|
Istana Maimun tampak dari depan (foto pribadi) |
Berwisata ke kota Medan, rasanya
tidak lengkap kalau tidak berkunjung ke Istana Maimun. Nama besar istana ini
sudah tidak asing lagi di telinga masyarakat Indonesia. Atau masih adakah yang
belum mengenal Istana Maimun? Baiklah, mari simak catatan saya saat berkunjung
ke bangunan yang didominasi warna kuning ini.
Istana Maimun merupakan salah satu
peninggalan sejarah yang usianya sudah ratusan tahun. Hingga kini,
keberadaannya masih menjadi daya tarik wisatawan yang datang ke kota Medan.

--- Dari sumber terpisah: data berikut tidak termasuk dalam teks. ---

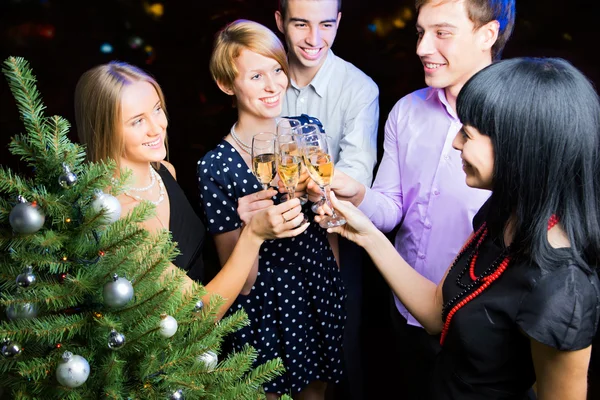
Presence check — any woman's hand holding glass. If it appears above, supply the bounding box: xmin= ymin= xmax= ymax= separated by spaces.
xmin=245 ymin=195 xmax=309 ymax=240
xmin=315 ymin=192 xmax=380 ymax=247
xmin=298 ymin=124 xmax=346 ymax=228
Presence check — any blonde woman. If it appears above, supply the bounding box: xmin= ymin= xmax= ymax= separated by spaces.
xmin=198 ymin=20 xmax=345 ymax=399
xmin=75 ymin=62 xmax=306 ymax=317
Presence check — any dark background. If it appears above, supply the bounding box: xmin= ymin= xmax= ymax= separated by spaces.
xmin=0 ymin=0 xmax=600 ymax=398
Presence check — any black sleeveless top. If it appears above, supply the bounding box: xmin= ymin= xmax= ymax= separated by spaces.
xmin=429 ymin=200 xmax=600 ymax=400
xmin=158 ymin=164 xmax=206 ymax=282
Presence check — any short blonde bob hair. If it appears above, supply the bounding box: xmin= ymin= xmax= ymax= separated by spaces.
xmin=75 ymin=61 xmax=168 ymax=167
xmin=210 ymin=19 xmax=289 ymax=88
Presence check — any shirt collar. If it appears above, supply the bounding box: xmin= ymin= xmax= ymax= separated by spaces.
xmin=425 ymin=87 xmax=460 ymax=122
xmin=290 ymin=49 xmax=335 ymax=97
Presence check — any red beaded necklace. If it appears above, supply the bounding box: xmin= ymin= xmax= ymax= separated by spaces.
xmin=440 ymin=215 xmax=558 ymax=345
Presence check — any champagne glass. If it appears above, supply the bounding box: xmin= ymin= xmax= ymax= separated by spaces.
xmin=275 ymin=133 xmax=302 ymax=200
xmin=251 ymin=132 xmax=277 ymax=190
xmin=277 ymin=118 xmax=308 ymax=205
xmin=296 ymin=124 xmax=325 ymax=213
xmin=299 ymin=124 xmax=346 ymax=228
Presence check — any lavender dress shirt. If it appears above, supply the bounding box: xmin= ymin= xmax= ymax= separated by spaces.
xmin=359 ymin=88 xmax=491 ymax=326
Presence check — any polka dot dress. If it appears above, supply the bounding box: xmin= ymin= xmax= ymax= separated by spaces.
xmin=198 ymin=140 xmax=346 ymax=394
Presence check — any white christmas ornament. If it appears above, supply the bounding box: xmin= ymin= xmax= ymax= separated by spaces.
xmin=196 ymin=350 xmax=219 ymax=371
xmin=56 ymin=351 xmax=90 ymax=388
xmin=102 ymin=274 xmax=133 ymax=307
xmin=160 ymin=314 xmax=177 ymax=338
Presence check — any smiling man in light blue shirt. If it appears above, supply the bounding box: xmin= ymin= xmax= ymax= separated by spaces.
xmin=275 ymin=0 xmax=379 ymax=399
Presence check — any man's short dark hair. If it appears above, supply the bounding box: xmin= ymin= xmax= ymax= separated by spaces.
xmin=418 ymin=0 xmax=515 ymax=60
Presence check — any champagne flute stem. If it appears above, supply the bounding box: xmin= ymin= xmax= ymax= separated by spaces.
xmin=321 ymin=185 xmax=337 ymax=218
xmin=286 ymin=187 xmax=296 ymax=200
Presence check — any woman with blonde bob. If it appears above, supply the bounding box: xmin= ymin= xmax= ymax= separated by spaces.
xmin=198 ymin=20 xmax=345 ymax=399
xmin=75 ymin=62 xmax=305 ymax=317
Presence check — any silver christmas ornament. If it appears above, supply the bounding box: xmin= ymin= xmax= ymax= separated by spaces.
xmin=56 ymin=351 xmax=90 ymax=388
xmin=102 ymin=274 xmax=133 ymax=307
xmin=91 ymin=189 xmax=121 ymax=225
xmin=169 ymin=389 xmax=185 ymax=400
xmin=6 ymin=303 xmax=38 ymax=321
xmin=196 ymin=350 xmax=219 ymax=371
xmin=8 ymin=196 xmax=46 ymax=233
xmin=160 ymin=314 xmax=177 ymax=338
xmin=17 ymin=266 xmax=37 ymax=288
xmin=108 ymin=329 xmax=125 ymax=350
xmin=1 ymin=339 xmax=23 ymax=358
xmin=58 ymin=163 xmax=77 ymax=189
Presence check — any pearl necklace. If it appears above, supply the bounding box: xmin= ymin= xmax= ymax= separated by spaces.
xmin=123 ymin=167 xmax=165 ymax=206
xmin=229 ymin=122 xmax=252 ymax=154
xmin=127 ymin=164 xmax=156 ymax=192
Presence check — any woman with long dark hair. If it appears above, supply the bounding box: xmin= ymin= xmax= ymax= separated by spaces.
xmin=322 ymin=58 xmax=600 ymax=400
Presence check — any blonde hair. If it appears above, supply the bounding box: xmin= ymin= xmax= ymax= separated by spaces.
xmin=210 ymin=19 xmax=289 ymax=88
xmin=75 ymin=61 xmax=168 ymax=167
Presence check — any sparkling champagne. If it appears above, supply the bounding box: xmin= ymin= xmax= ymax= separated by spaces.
xmin=277 ymin=155 xmax=302 ymax=189
xmin=252 ymin=153 xmax=277 ymax=186
xmin=304 ymin=148 xmax=333 ymax=187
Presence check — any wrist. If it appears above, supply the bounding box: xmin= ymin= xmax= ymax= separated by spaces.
xmin=240 ymin=220 xmax=265 ymax=247
xmin=359 ymin=228 xmax=388 ymax=253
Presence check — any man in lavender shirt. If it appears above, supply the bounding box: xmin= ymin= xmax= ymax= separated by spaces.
xmin=324 ymin=0 xmax=515 ymax=400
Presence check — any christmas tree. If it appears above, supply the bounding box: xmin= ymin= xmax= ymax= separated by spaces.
xmin=0 ymin=57 xmax=290 ymax=399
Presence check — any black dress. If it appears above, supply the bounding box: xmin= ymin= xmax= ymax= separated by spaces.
xmin=431 ymin=203 xmax=600 ymax=400
xmin=158 ymin=164 xmax=206 ymax=282
xmin=198 ymin=117 xmax=346 ymax=394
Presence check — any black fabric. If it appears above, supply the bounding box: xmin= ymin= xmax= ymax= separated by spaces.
xmin=390 ymin=296 xmax=441 ymax=400
xmin=430 ymin=206 xmax=599 ymax=400
xmin=158 ymin=164 xmax=206 ymax=282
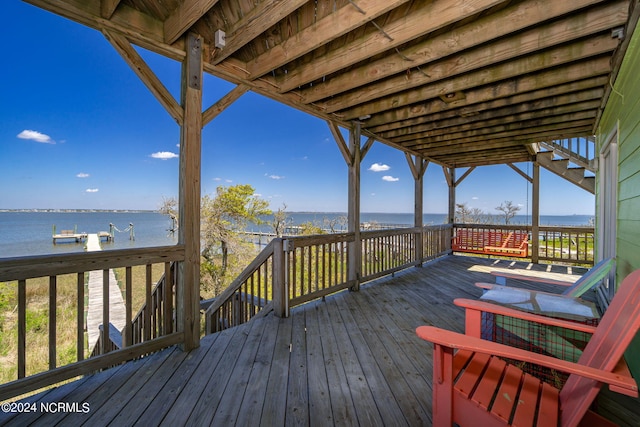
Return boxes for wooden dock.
[51,230,87,244]
[87,234,126,350]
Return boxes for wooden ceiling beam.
[100,0,120,19]
[277,0,510,92]
[301,0,628,105]
[103,30,184,126]
[211,0,308,65]
[360,56,611,127]
[242,0,408,78]
[398,118,595,149]
[340,34,618,120]
[408,120,590,152]
[164,0,218,44]
[434,150,531,168]
[202,84,249,127]
[383,98,600,143]
[24,0,175,57]
[368,83,607,138]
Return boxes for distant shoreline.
[0,208,595,217]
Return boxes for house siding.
[596,20,640,381]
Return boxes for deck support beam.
[327,121,375,291]
[347,121,362,291]
[405,153,429,267]
[529,162,540,264]
[176,33,203,351]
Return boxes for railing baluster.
[18,279,27,378]
[143,264,153,341]
[122,267,133,347]
[76,272,84,361]
[49,276,58,369]
[102,269,110,354]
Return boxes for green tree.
[201,184,271,296]
[496,200,520,225]
[455,202,492,224]
[158,196,178,233]
[271,203,290,237]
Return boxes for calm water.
[0,212,178,258]
[0,212,592,258]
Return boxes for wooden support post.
[529,162,540,264]
[347,121,362,291]
[176,33,203,351]
[273,238,289,317]
[405,153,429,267]
[443,168,456,224]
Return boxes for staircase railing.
[540,137,596,173]
[90,262,177,357]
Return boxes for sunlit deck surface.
[0,256,640,426]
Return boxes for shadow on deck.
[0,256,640,426]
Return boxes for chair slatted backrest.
[562,258,613,298]
[560,270,640,426]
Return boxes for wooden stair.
[537,151,596,194]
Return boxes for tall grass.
[0,274,82,383]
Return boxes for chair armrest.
[453,298,596,337]
[474,282,596,299]
[416,326,638,397]
[491,271,574,286]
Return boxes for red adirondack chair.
[416,270,640,427]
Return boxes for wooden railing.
[90,262,177,357]
[204,239,281,334]
[454,224,595,265]
[204,225,452,333]
[538,226,595,265]
[0,246,184,400]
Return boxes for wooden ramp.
[87,234,125,351]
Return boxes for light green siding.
[596,19,640,381]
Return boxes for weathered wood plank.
[260,318,292,426]
[305,302,334,427]
[278,0,508,92]
[6,256,640,426]
[236,316,279,426]
[157,328,242,426]
[164,0,218,44]
[316,0,627,112]
[340,35,618,120]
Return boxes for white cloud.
[18,129,56,144]
[151,151,178,160]
[264,173,284,180]
[369,163,391,172]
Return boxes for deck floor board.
[6,256,640,427]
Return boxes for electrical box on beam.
[213,30,227,49]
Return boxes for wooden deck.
[0,256,640,426]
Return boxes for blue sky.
[0,0,594,215]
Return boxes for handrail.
[454,224,595,265]
[204,225,453,333]
[204,239,278,334]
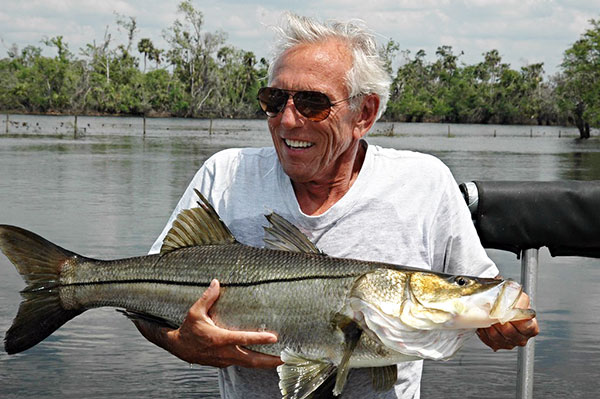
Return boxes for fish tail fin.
[0,225,84,354]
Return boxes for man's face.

Letak bangunannya sangat strategis dan berada di jantung kota. Tepatnya di Jl.
Al Rasyif No. 66, Kelurahan Sukaraja, Kecamatan Medan Maimun, Medan.
Istana
Maimun dan daya tariknya
Sejak menikah dan meninggalkan kota
kelahiran saya (Medan) tahun 1997 yang lalu, entah berapa kali sudah saya dan
keluarga pulang dalam rangka mudik lebaran. Namun, tidak pernah terpikir untuk
sekali pun mampir dan mengulas tentang pesona istana yang masih tampak megah
ini. Kalau pun pernah, saya hanya sekadar mampir sejenak, berfoto, melupakannya
begitu saja.
Di
momen mudik lebaran 2016 kali ini, saya benar-benar ingin kembali ke istana
itu. Ketika memasuki dua hari terakhir Ramadan, keinginan saya begitu kuat.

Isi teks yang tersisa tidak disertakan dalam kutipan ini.